FEASTING ON SALT & PEPPER CHIPS

Back in 2003, Entertainment Weekly named The Best of Everything as one of the Top 50 Cult Films of All Time. On any pop culture list, it’s pretty tasty trash, as consumable as Kettle’s addictive Salt & Pepper Chips. Have the economy size handy. With a bang up cast trying to pull up from one sexist situational low after another: Joan Crawford, Hope Lange, Brian Aherne, Diane Baker, Suzy Parker, Martha Hyer and, Vitalis’d to the max, Stephen Boyd, Louis Jourdan, Brett Halsey. Pulling in the opposite direction, the irredeemable Robert Evans who, quipped a critic some years ago, “gives good sleaze.” Someone must have decided Lange needed to look like Grace Kelly; the closest she gets is Vera Miles. Hyer’s role feels sliced because it is; previews indicated audiences didn’t go for her brand of adultery with the nongreaser Donald Harron. Crawford’s abbreviated as well: as a seasoned bitch she brings star power and some good laughs, especially her phone conversation with her married lover, but we need more of her—maybe her cut drunk scene? The indelibly American beauty Suzy—whose gliding frame was the hanger every designer would kill for, and whose tongue-in-cheek frolic in front of a still photographer made her justly famous—goes unconvincingly warpy for slimebag Jourdan. Suzy providing maid service to Joanie, or rummaging through garbage and stuffing used hose into her coat pocket? Not with that face, behind which was a sharp, outspoken mind as the inspiration for Audrey’s Funny Face. (A relatively short acting career, Suzy’s one decent work is with Gary Cooper in Ten North Frederick.) Forerunners to Sex and the City and Mad Men, Rona Jaffe’s novel, which Don Draper reads in bed, and this movie were immensely popular among late 50s and early 60s high school and college skirts who would dream of working in the big city, hoping to get coveted entry positions in the glass jungles of book publishing, ad agencies and insurance companies as entrée to romance.
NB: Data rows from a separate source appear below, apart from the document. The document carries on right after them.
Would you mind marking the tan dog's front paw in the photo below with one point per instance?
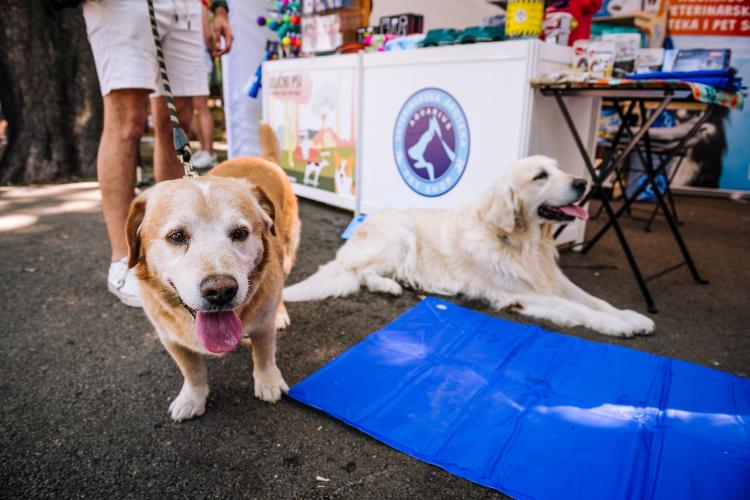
(189, 403)
(269, 385)
(282, 317)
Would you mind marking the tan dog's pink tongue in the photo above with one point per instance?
(575, 211)
(219, 331)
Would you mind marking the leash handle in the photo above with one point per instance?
(179, 138)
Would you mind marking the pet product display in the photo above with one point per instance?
(596, 57)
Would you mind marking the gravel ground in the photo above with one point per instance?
(84, 384)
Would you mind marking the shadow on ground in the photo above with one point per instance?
(85, 385)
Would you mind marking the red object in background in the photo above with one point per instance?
(583, 11)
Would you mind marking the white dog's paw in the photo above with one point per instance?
(282, 317)
(614, 326)
(643, 324)
(269, 385)
(189, 403)
(381, 284)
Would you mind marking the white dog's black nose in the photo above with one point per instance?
(219, 289)
(579, 186)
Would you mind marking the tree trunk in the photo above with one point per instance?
(49, 93)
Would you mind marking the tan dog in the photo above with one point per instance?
(211, 254)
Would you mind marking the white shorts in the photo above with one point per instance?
(119, 32)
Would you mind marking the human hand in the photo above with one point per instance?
(224, 37)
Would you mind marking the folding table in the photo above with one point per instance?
(636, 95)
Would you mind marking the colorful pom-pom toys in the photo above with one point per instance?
(285, 21)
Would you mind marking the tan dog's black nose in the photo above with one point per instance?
(219, 289)
(579, 186)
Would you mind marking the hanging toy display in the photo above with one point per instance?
(285, 20)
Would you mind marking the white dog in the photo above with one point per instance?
(312, 172)
(497, 248)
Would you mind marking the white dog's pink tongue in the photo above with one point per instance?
(575, 211)
(219, 331)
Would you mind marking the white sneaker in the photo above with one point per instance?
(122, 282)
(203, 160)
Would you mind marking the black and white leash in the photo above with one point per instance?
(181, 143)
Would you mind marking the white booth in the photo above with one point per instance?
(422, 128)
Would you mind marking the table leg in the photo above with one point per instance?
(667, 214)
(607, 207)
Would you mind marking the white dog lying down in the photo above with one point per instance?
(498, 248)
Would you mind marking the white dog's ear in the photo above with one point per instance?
(504, 209)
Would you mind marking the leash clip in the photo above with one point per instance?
(184, 154)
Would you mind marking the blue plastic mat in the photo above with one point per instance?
(540, 415)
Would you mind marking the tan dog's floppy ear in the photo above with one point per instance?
(504, 210)
(268, 209)
(133, 229)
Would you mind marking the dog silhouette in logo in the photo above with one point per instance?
(417, 151)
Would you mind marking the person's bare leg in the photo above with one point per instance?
(166, 165)
(124, 121)
(205, 123)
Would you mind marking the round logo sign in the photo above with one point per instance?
(431, 142)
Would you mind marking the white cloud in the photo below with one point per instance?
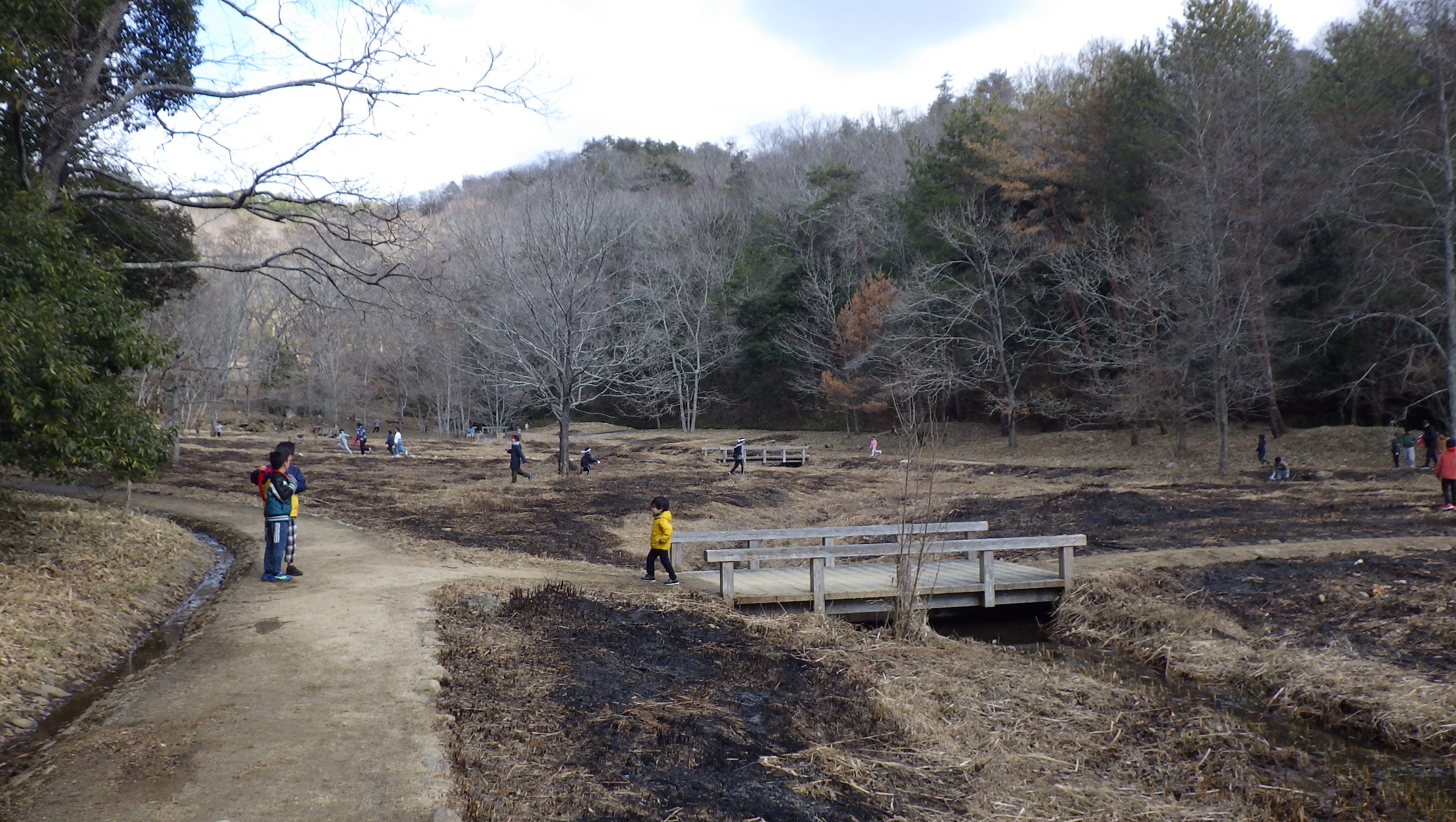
(682, 70)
In his irreproducible style Johnny Mathis sings the Oscar-nominated title song, with Sammy Cahn lyrics like “You found the moon and the sun, yes, he’s the one it seems, but soon it’s done and not the fun it seems.” (Dominic Frontiere, who plays the accordion in the musical score, borrows Alfred Newman’s theme for a Monte Carlo casino sequence in 1960’s Seven Thieves.) Directed by Jean Negulesco; Jerry Wald producer.